The next day, as soon as my head cleared, I went into the office. If I stayed in my place, I’d only think about Miss Chon, and I didn’t want to do that. If she knocked on my door again, this time I might not ask her to leave. And I still didn’t have any chairs. Even worse, letting another day go by without any progress in figuring out a rational way to arrange the pieces of this case simply increased the chances of another session with the ash club. Case? What case? I didn’t even know what this was about anymore. Or maybe I did. Maybe the man in the brown suit was trying to motivate me to find out what he couldn’t discover on his own. If so, it was effective technique, up to a point. Other than avoiding Miss Chon, there was nothing else on my mind except not seeing him again, either. I needed to solve the problem, but I couldn’t do that unless I defined it first.

“This is a simple bookshelf problem,” I said to Boswell.

“Textbook case, you mean.” Boswell’s eyes were closed. He was resting his head against the wall, the far wall where the bookshelf belonged.

“No, Superintendent, I mean bookshelf. As in, building a shelf to hold books. A box, basically, four ninety-degree angles. A plain board in the middle, maybe two, depending on your sense of symmetry and the number of books you own.”

Boswell opened his eyes. “We are not amused, as royalty used to say. What is the point, exactly?”

“Every problem is reducible to essential elements. Pull off the finials, the decoration, the brass fittings. There has to be a basic structure, something that holds the problem upright, keeps it unified.”

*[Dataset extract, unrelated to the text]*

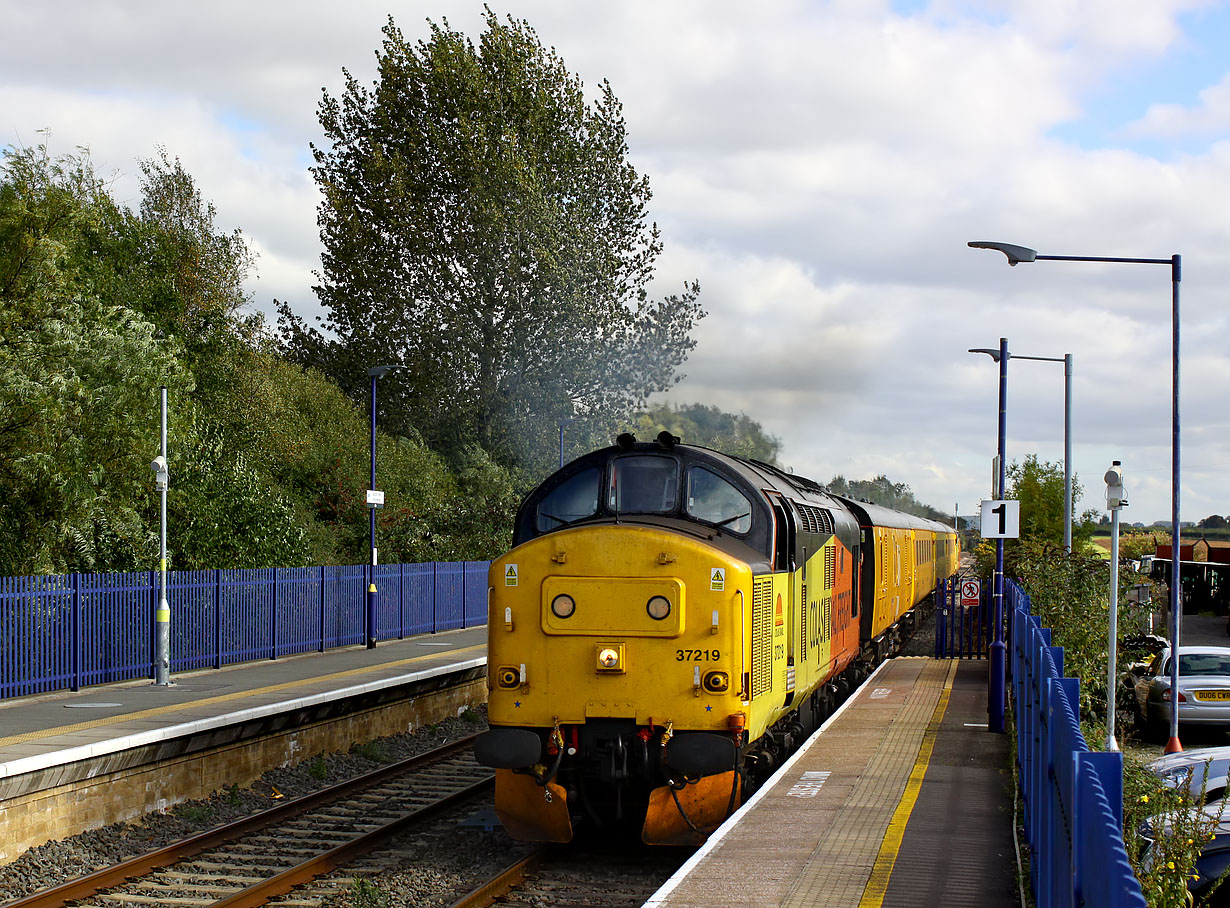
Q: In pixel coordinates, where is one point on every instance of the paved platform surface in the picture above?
(49, 730)
(904, 799)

“And this structure, this problem we are dealing with, this is a bookshelf?”

“Apparently. It seems to have four ninety-degree angles.”

“Such as.”

“The two Germans did not enter the country legally. Neither did the robbers from Kazakhstan. Ninety degrees. Clear and crisp.”

“What does it mean?”

“It doesn’t mean anything, necessarily. I’m just describing what is; in carpentry, you have to start with reality. Ninety degrees is just an angle, after all.”

“Well, what if the Germans had come in legally, but not the Kazakhs?” An interesting question. The answer might not be important, but the question was.

“Forty-five degrees,” I said.

“You can’t build a bookshelf with that angle?”

“No. Not even Scandinavians do that.”

“Go on, Inspector.”

“The Germans have both been associated with, or at least in close proximity to, banks that were robbed in the past in various countries. The man hit by the bus, one of the robbers, was Kazakh.”